Коллин радовало, что ее родители не дожили до разрушения Лудлоу. Нехорошо, что Тиффани приходится расти посреди трущоб.
— Я пока налью тебе полстакана, — предложила Дот, — а ты сама сможешь потом налить еще, если захочешь. — Она поставила картонку молока у стакана Тиффани. — Это полезно для твоих замечательных зубов.
На одной стороне картонки виднелась расплывчатая фотография маленькой девочки. Под ней шла надпись: «Вы меня видели?»
— Но если они держат жертву, — рассуждал Малкольм, — чего они хотели добиться, заставив жену выступить по ТВ? Выглядит как-то импульсивно. Иррационально. Вроде что-то у них пошло не так.
— Ох ты, Боже мой! — произнес Тео.
Импульсивно. Иррационально. Не так. Коллин содрогнулась от фактической стороны того, что они натворили. Человек — их пленник — в гробу!
Малкольм поставил локти на стол.
— Они хотят получить деньги по-быстрому и — насколько это возможно — по-тихому. Они не выиграют…
— Да все это — ради огласки, — перебила деда Тиффани. — Они хотят, чтобы люди задумались об окружающей среде.
Лицо Тео расплылось в улыбке:
— Эта девочка точно пойдет в колледж учиться.
— Так что ты думаешь, эти экологические штучки — всерьез? Не для того, чтоб со следа сбить?
Тео кивнул:
— Я верю этому, пап. В самом деле верю.
— Это великий исторический момент, — заявила Тиффани.
— Немедленно прекрати! — Коллин отреагировала слишком резко. Тиффани надулась. Поковыряла палочками ракушки у себя на тарелке. — То, что произошло с этим человеком, просто ужасно, а вы обсуждаете, хороший это был план или плохой, и не благородное ли это дело, а где-то находится связанный, ни в чем не повинный человек…

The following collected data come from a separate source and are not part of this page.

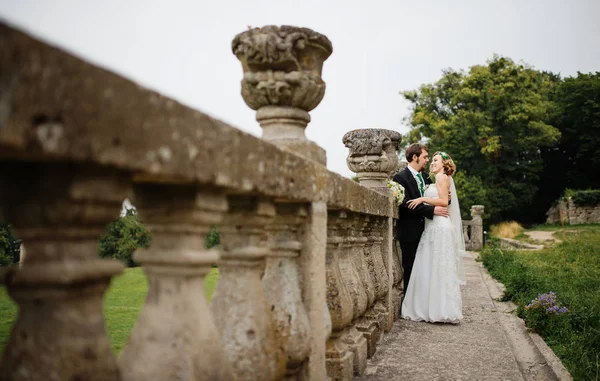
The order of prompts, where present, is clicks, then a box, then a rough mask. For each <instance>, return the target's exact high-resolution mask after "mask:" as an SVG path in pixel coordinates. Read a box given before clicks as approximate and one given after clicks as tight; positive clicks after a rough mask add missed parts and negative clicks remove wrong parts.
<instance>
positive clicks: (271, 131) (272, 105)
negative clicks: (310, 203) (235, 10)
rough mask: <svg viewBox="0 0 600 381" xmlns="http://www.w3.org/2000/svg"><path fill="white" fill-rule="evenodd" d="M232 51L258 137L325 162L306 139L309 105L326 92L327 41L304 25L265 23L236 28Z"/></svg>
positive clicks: (315, 32)
mask: <svg viewBox="0 0 600 381" xmlns="http://www.w3.org/2000/svg"><path fill="white" fill-rule="evenodd" d="M232 51H233V53H234V54H235V55H236V57H237V58H238V59H239V60H240V61H241V63H242V69H243V71H244V78H243V79H242V97H243V98H244V101H245V102H246V104H247V105H248V107H250V108H251V109H253V110H257V113H256V120H257V121H258V122H259V123H260V125H261V127H262V128H263V139H265V140H267V141H270V142H273V143H274V144H277V145H278V146H280V147H282V148H286V149H289V150H291V151H294V152H296V153H299V154H301V155H303V156H305V157H307V158H310V159H312V160H315V161H317V162H320V163H322V164H325V162H326V158H325V151H324V150H323V149H322V148H320V147H319V146H317V145H316V144H315V143H313V142H311V141H309V140H308V139H306V136H305V135H304V129H305V128H306V126H307V124H308V123H309V122H310V115H309V114H308V112H309V111H311V110H313V109H314V108H315V107H317V106H318V105H319V103H320V102H321V100H322V99H323V96H324V95H325V82H323V80H322V79H321V71H322V69H323V62H324V61H325V60H326V59H327V58H328V57H329V56H330V55H331V52H332V51H333V48H332V46H331V41H329V39H328V38H327V37H325V36H323V35H322V34H319V33H317V32H315V31H312V30H310V29H307V28H298V27H293V26H281V27H278V26H273V25H270V26H265V27H262V28H254V29H250V30H248V31H246V32H243V33H240V34H238V35H237V36H236V37H235V38H234V39H233V42H232Z"/></svg>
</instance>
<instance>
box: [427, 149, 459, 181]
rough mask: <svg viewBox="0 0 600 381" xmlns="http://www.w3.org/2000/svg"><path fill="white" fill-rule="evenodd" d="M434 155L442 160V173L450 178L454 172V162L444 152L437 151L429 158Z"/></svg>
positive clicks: (443, 151) (431, 156)
mask: <svg viewBox="0 0 600 381" xmlns="http://www.w3.org/2000/svg"><path fill="white" fill-rule="evenodd" d="M435 155H440V157H441V158H442V165H443V167H444V173H445V174H446V175H448V176H452V175H453V174H454V173H455V172H456V164H454V160H452V158H451V157H450V155H448V154H447V153H446V152H444V151H437V152H436V153H434V154H433V156H431V157H432V158H433V157H434V156H435Z"/></svg>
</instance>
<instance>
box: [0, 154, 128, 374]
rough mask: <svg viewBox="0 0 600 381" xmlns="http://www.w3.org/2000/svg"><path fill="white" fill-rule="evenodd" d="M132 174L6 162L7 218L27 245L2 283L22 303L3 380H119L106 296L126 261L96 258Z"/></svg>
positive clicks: (13, 329) (15, 162) (6, 204)
mask: <svg viewBox="0 0 600 381" xmlns="http://www.w3.org/2000/svg"><path fill="white" fill-rule="evenodd" d="M130 180H131V179H130V176H128V175H127V174H126V173H123V172H120V171H117V170H111V169H107V168H99V167H97V166H94V165H90V164H88V165H68V164H58V163H56V164H55V163H47V164H36V165H34V164H28V163H16V162H2V164H1V165H0V184H2V186H0V210H1V211H2V215H0V220H3V221H7V222H9V223H11V224H12V225H13V228H14V229H15V232H16V234H17V235H18V237H19V238H20V239H22V240H23V242H24V243H25V244H26V245H27V258H26V260H25V261H24V262H23V263H22V265H21V266H13V267H10V268H8V269H7V271H6V272H4V273H3V275H4V276H3V279H1V281H2V283H4V284H5V285H6V287H7V289H8V293H9V295H10V296H11V298H13V299H14V300H15V302H16V303H17V304H18V305H19V314H18V317H17V320H16V322H15V324H14V326H13V328H12V332H11V335H10V338H9V340H8V342H7V344H6V348H5V350H4V354H3V357H2V363H1V366H0V379H2V380H11V381H20V380H23V381H26V380H52V381H59V380H74V379H82V380H83V379H85V380H94V381H111V380H113V381H114V380H120V379H121V377H120V373H119V370H118V368H117V363H116V360H115V358H114V356H113V354H112V351H111V348H110V343H109V341H108V337H107V335H106V330H105V326H104V318H103V315H102V297H103V294H104V291H105V290H106V288H107V286H108V284H109V282H110V278H111V277H112V276H113V275H116V274H118V273H120V272H121V271H122V269H123V265H122V264H121V263H119V262H118V261H115V260H103V259H99V258H98V256H97V245H98V238H99V236H100V235H101V234H102V232H103V231H104V227H105V225H106V224H107V223H109V222H110V221H112V220H114V218H115V216H117V215H118V213H119V210H120V208H121V202H122V200H123V198H125V197H126V196H127V195H128V194H129V192H130V189H131V182H130Z"/></svg>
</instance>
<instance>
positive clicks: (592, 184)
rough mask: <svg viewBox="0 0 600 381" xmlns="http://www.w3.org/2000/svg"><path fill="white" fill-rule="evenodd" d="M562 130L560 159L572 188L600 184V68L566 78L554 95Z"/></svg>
mask: <svg viewBox="0 0 600 381" xmlns="http://www.w3.org/2000/svg"><path fill="white" fill-rule="evenodd" d="M554 99H555V101H556V103H557V105H558V108H559V116H558V118H557V125H558V128H559V129H560V131H561V133H562V140H561V142H560V145H559V149H558V150H555V151H558V156H559V157H558V160H560V161H562V162H563V163H565V162H566V163H567V165H568V170H566V171H565V174H564V178H565V182H566V183H567V184H568V185H569V188H573V189H585V188H600V176H598V175H597V173H598V168H600V72H596V73H595V74H592V73H589V74H582V73H577V77H572V78H565V80H564V81H563V82H562V83H560V85H559V86H558V89H557V91H556V93H555V97H554Z"/></svg>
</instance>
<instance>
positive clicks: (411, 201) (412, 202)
mask: <svg viewBox="0 0 600 381" xmlns="http://www.w3.org/2000/svg"><path fill="white" fill-rule="evenodd" d="M421 203H423V197H419V198H415V199H414V200H410V201H409V202H408V203H407V206H408V209H414V208H416V207H417V205H419V204H421Z"/></svg>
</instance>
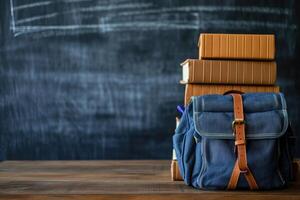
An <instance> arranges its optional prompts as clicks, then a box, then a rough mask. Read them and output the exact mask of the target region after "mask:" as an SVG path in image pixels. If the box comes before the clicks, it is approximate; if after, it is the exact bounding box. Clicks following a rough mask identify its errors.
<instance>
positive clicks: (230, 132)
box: [193, 93, 288, 140]
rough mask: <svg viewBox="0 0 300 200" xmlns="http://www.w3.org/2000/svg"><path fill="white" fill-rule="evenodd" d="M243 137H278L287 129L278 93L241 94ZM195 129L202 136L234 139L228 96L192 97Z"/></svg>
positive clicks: (250, 138) (287, 122) (284, 105)
mask: <svg viewBox="0 0 300 200" xmlns="http://www.w3.org/2000/svg"><path fill="white" fill-rule="evenodd" d="M242 97H243V105H244V115H245V122H246V138H247V139H270V138H279V137H280V136H282V135H283V134H284V133H285V132H286V130H287V128H288V115H287V110H286V102H285V100H284V97H283V95H282V94H281V93H279V94H278V93H263V94H258V93H253V94H250V93H248V94H244V95H242ZM193 109H194V110H193V118H194V122H195V129H196V131H197V133H198V134H199V135H200V136H202V137H208V138H212V139H232V140H234V135H233V130H232V121H233V120H234V114H233V100H232V97H231V96H230V95H224V96H222V95H205V96H198V97H193Z"/></svg>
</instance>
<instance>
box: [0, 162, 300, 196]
mask: <svg viewBox="0 0 300 200" xmlns="http://www.w3.org/2000/svg"><path fill="white" fill-rule="evenodd" d="M170 164H171V162H170V161H166V160H147V161H127V160H122V161H6V162H3V163H0V199H7V200H11V199H33V200H36V199H43V200H44V199H67V200H68V199H75V200H77V199H80V200H81V199H92V200H94V199H122V198H125V199H202V198H203V199H205V200H210V199H214V200H215V199H243V200H248V199H264V200H265V199H273V200H277V199H289V200H291V199H300V184H299V182H294V183H293V184H292V185H291V186H290V187H289V188H288V189H284V190H276V191H264V192H261V191H260V192H248V191H235V192H227V191H200V190H196V189H193V188H191V187H189V186H186V185H185V184H184V183H183V182H173V181H172V180H171V176H170ZM298 164H299V162H298ZM298 176H299V175H298Z"/></svg>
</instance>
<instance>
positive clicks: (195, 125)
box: [191, 93, 290, 189]
mask: <svg viewBox="0 0 300 200" xmlns="http://www.w3.org/2000/svg"><path fill="white" fill-rule="evenodd" d="M242 100H243V109H244V119H245V123H246V126H245V137H246V150H247V161H248V166H249V168H250V170H251V172H252V174H253V175H254V177H255V179H256V182H257V185H258V187H259V189H274V188H281V187H283V186H285V185H286V182H287V179H288V177H287V174H289V172H288V170H290V168H289V167H287V166H289V165H290V160H287V158H288V156H287V151H286V150H285V149H281V145H280V144H281V142H280V140H281V138H284V136H286V134H285V133H286V131H287V128H288V116H287V111H286V102H285V99H284V96H283V95H282V94H280V93H247V94H243V95H242ZM191 106H192V108H193V112H192V113H193V117H192V118H193V122H194V127H195V133H194V134H195V135H196V136H197V137H198V139H199V138H200V140H199V141H200V142H198V143H197V145H199V151H198V152H200V153H197V151H196V157H195V163H196V164H197V160H199V162H201V167H199V168H198V169H196V168H195V167H194V170H193V171H194V175H193V177H196V174H195V171H197V172H198V174H197V178H196V179H194V181H193V182H192V184H193V185H194V186H195V187H198V188H205V189H226V187H227V184H228V182H229V179H230V177H231V174H232V171H233V168H234V165H235V162H236V160H237V155H236V151H235V148H236V146H235V135H234V134H233V129H232V122H233V120H234V107H233V97H232V96H231V95H204V96H197V97H193V99H192V105H191ZM283 157H284V159H282V158H283ZM279 162H283V163H284V164H280V163H279ZM199 166H200V165H199ZM237 188H239V189H249V185H248V183H247V181H246V180H245V178H244V177H243V176H240V178H239V179H238V184H237Z"/></svg>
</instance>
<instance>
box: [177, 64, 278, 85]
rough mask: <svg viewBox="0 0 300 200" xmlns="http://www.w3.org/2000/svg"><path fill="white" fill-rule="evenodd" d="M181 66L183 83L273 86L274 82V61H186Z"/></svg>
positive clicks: (274, 78) (274, 69) (274, 67)
mask: <svg viewBox="0 0 300 200" xmlns="http://www.w3.org/2000/svg"><path fill="white" fill-rule="evenodd" d="M181 65H182V82H184V83H216V84H244V85H245V84H246V85H247V84H250V85H273V84H275V81H276V62H275V61H241V60H196V59H187V60H186V61H185V62H183V63H182V64H181Z"/></svg>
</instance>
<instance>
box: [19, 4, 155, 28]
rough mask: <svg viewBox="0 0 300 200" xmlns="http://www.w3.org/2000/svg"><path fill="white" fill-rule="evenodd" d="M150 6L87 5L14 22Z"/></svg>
mask: <svg viewBox="0 0 300 200" xmlns="http://www.w3.org/2000/svg"><path fill="white" fill-rule="evenodd" d="M149 6H151V4H129V5H128V4H127V5H112V6H96V7H87V8H80V9H76V10H71V11H66V12H62V13H51V14H47V15H39V16H34V17H29V18H25V19H20V20H17V21H16V22H15V24H16V25H18V24H22V23H28V22H33V21H38V20H41V19H48V18H53V17H56V16H57V15H59V14H60V15H64V14H70V13H76V12H93V11H112V10H118V9H128V8H146V7H149Z"/></svg>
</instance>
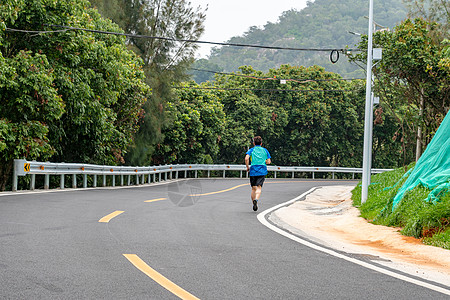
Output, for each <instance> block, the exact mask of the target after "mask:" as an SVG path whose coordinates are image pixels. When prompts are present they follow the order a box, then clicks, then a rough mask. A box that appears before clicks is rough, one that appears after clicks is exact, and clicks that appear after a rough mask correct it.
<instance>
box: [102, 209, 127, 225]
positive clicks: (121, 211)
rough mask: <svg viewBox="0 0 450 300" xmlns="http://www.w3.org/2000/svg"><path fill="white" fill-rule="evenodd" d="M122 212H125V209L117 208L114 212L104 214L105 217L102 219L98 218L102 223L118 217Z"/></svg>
mask: <svg viewBox="0 0 450 300" xmlns="http://www.w3.org/2000/svg"><path fill="white" fill-rule="evenodd" d="M121 213H124V211H121V210H116V211H115V212H113V213H110V214H109V215H107V216H104V217H103V218H101V219H100V220H98V221H99V222H100V223H108V222H109V221H110V220H111V219H112V218H114V217H117V216H118V215H120V214H121Z"/></svg>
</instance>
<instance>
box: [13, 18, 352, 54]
mask: <svg viewBox="0 0 450 300" xmlns="http://www.w3.org/2000/svg"><path fill="white" fill-rule="evenodd" d="M43 25H44V26H49V27H58V28H64V30H54V31H52V30H50V31H42V30H24V29H14V28H7V29H6V30H7V31H16V32H23V33H35V34H45V33H54V32H64V31H68V30H75V31H86V32H93V33H100V34H108V35H118V36H126V37H129V38H144V39H158V40H165V41H171V42H188V43H197V44H210V45H219V46H233V47H248V48H260V49H272V50H291V51H314V52H332V53H333V52H342V53H344V52H345V51H349V50H353V51H357V50H359V49H345V48H294V47H278V46H264V45H252V44H237V43H220V42H211V41H199V40H191V39H175V38H169V37H161V36H150V35H142V34H130V33H120V32H111V31H104V30H96V29H87V28H79V27H72V26H64V25H53V24H43Z"/></svg>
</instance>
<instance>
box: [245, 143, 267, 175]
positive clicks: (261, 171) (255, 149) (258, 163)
mask: <svg viewBox="0 0 450 300" xmlns="http://www.w3.org/2000/svg"><path fill="white" fill-rule="evenodd" d="M246 154H248V155H250V162H251V165H250V176H265V175H267V165H266V159H268V158H271V157H270V153H269V151H267V149H266V148H264V147H261V146H255V147H253V148H250V149H249V150H248V151H247V153H246Z"/></svg>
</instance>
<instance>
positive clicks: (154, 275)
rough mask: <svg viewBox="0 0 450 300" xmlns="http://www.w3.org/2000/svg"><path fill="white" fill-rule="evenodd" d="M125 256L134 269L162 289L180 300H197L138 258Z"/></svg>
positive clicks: (191, 294) (185, 291)
mask: <svg viewBox="0 0 450 300" xmlns="http://www.w3.org/2000/svg"><path fill="white" fill-rule="evenodd" d="M123 256H125V257H126V258H127V259H128V260H129V261H130V262H131V263H132V264H133V265H134V266H135V267H136V268H138V269H139V270H140V271H141V272H143V273H144V274H145V275H147V276H148V277H150V278H151V279H153V280H154V281H156V282H157V283H158V284H159V285H161V286H162V287H164V288H165V289H166V290H168V291H169V292H171V293H172V294H174V295H175V296H177V297H179V298H181V299H199V298H197V297H195V296H194V295H192V294H191V293H189V292H187V291H185V290H183V289H182V288H181V287H179V286H178V285H176V284H175V283H173V282H172V281H170V280H169V279H167V278H166V277H164V276H163V275H161V274H160V273H158V272H157V271H155V270H153V269H152V268H151V267H150V266H149V265H147V264H146V263H145V262H144V261H143V260H142V259H141V258H140V257H139V256H137V255H136V254H124V255H123Z"/></svg>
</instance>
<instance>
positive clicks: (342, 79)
mask: <svg viewBox="0 0 450 300" xmlns="http://www.w3.org/2000/svg"><path fill="white" fill-rule="evenodd" d="M190 69H191V70H195V71H200V72H206V73H214V74H220V75H227V76H236V77H244V78H251V79H258V80H286V81H294V82H298V83H306V82H320V81H352V80H364V78H329V79H314V78H282V77H267V76H266V77H264V76H251V75H245V74H236V73H227V72H219V71H212V70H204V69H197V68H190Z"/></svg>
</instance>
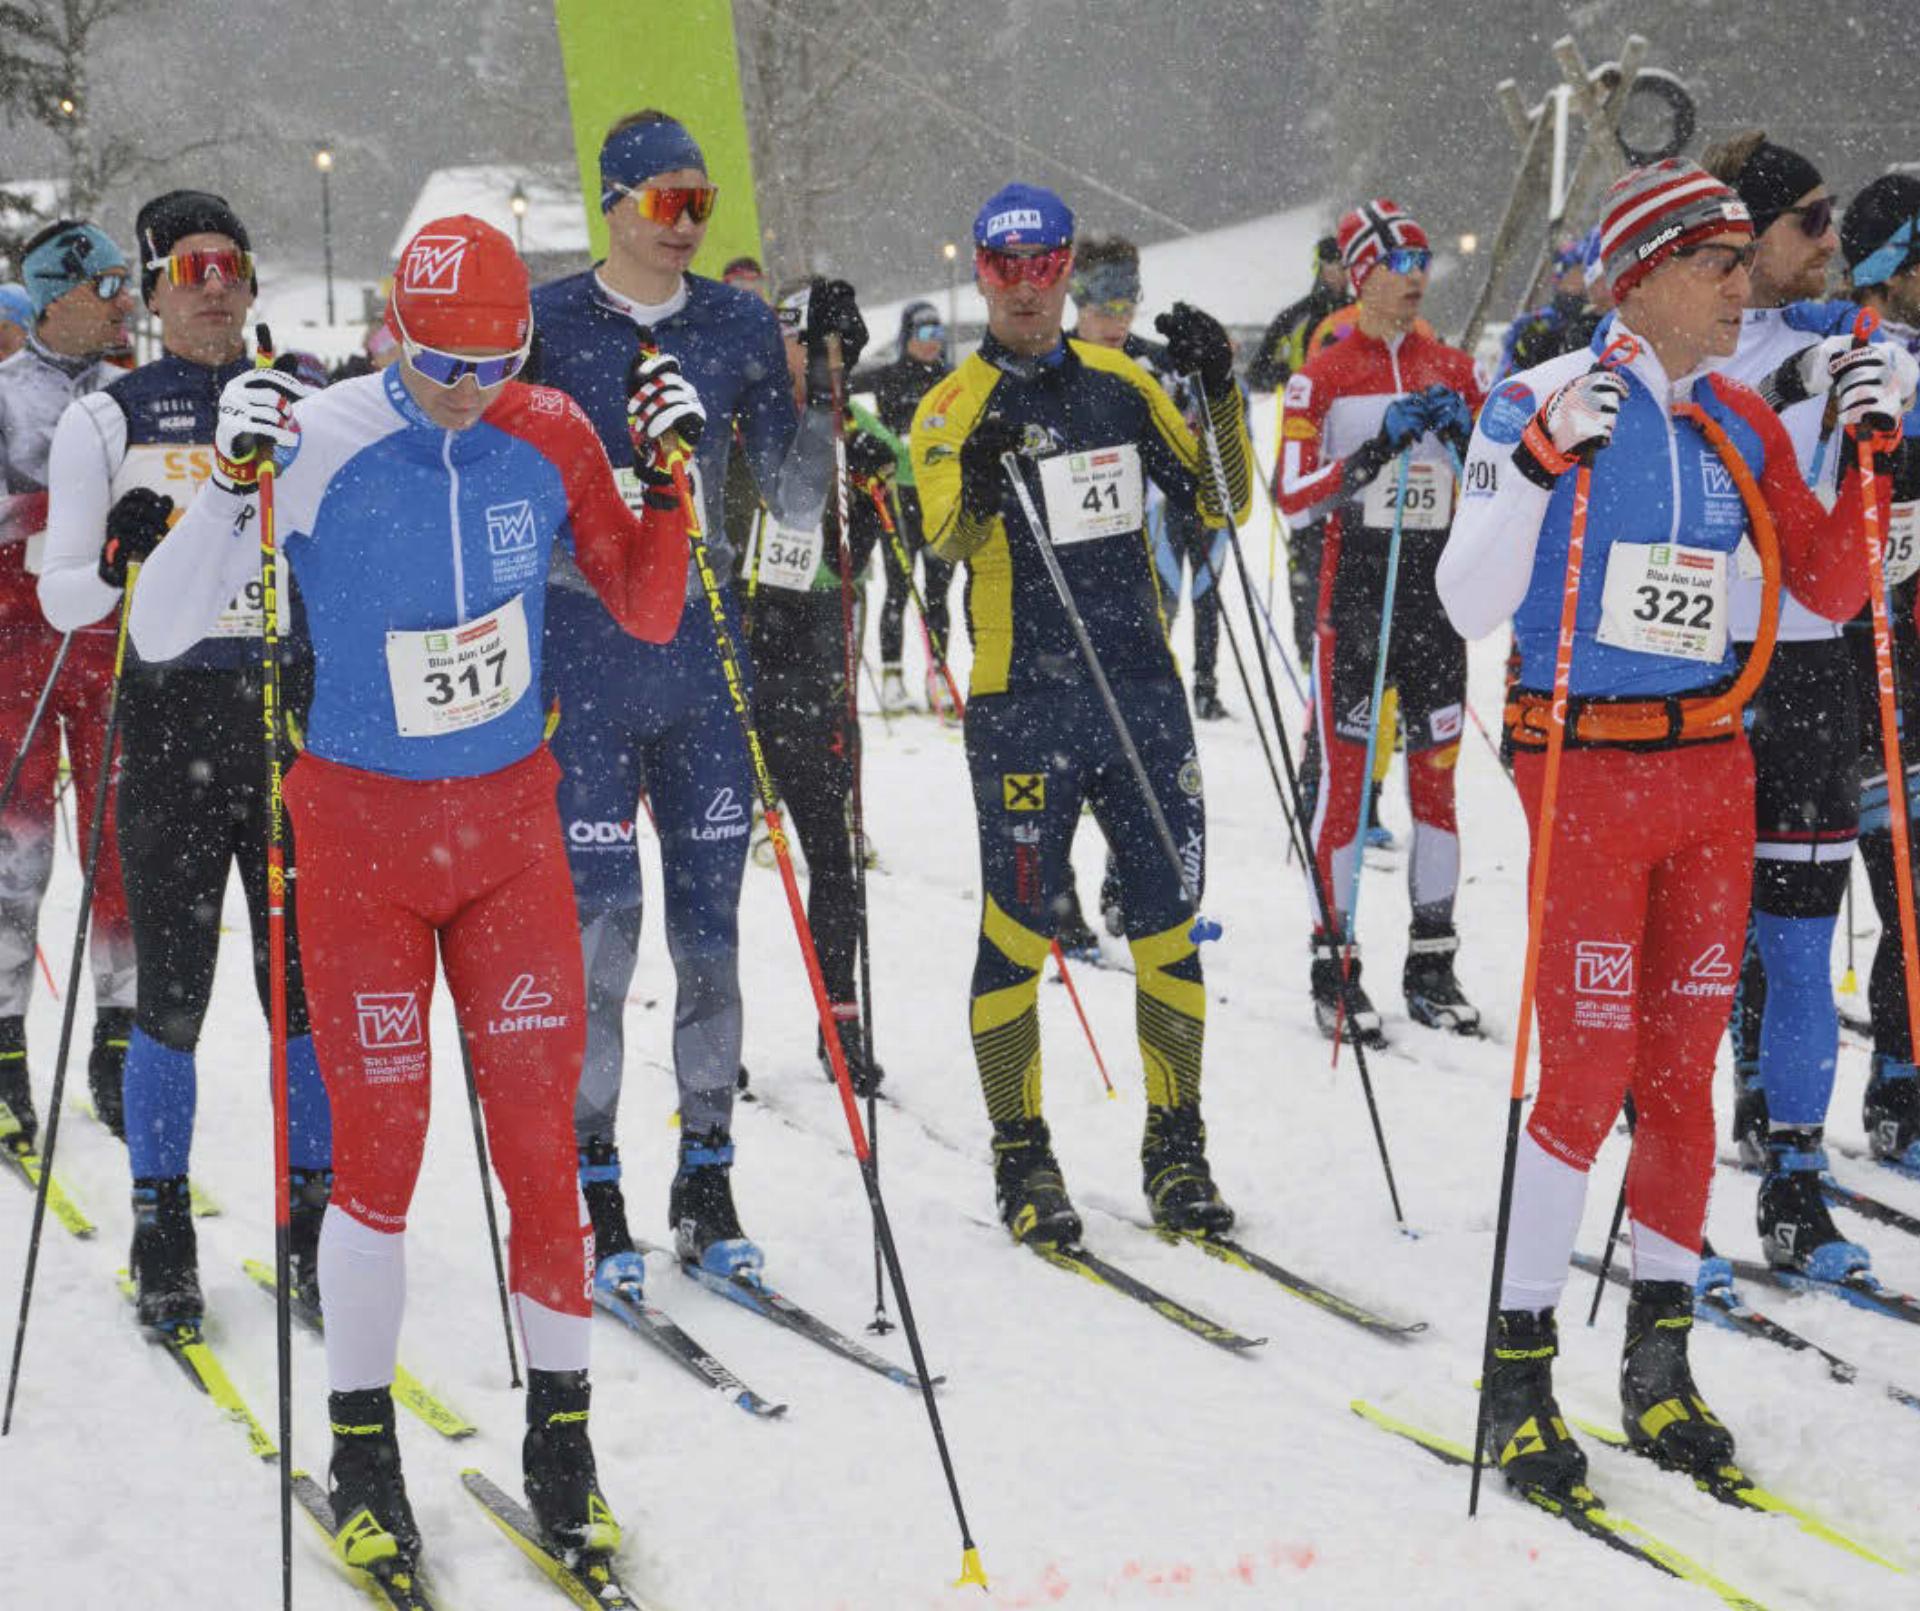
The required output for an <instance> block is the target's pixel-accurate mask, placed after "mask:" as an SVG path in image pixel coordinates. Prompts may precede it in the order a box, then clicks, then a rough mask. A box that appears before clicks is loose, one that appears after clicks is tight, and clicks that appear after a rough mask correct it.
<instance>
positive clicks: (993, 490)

— Полегче, Коллин! — остановил ее Тео. — Остынь!
Малкольм посмотрел на Коллин так, что она сразу почувствовала себя виноватой.
— Тоже мне ни в чем не повинный! — Тиффани подняла глаза к потолку, кончики китайских палочек тоже поднялись кверху. — Очень может быть, что мистер Петрохим сейчас наслаждается жизнью, как никогда раньше. Остынь, мам.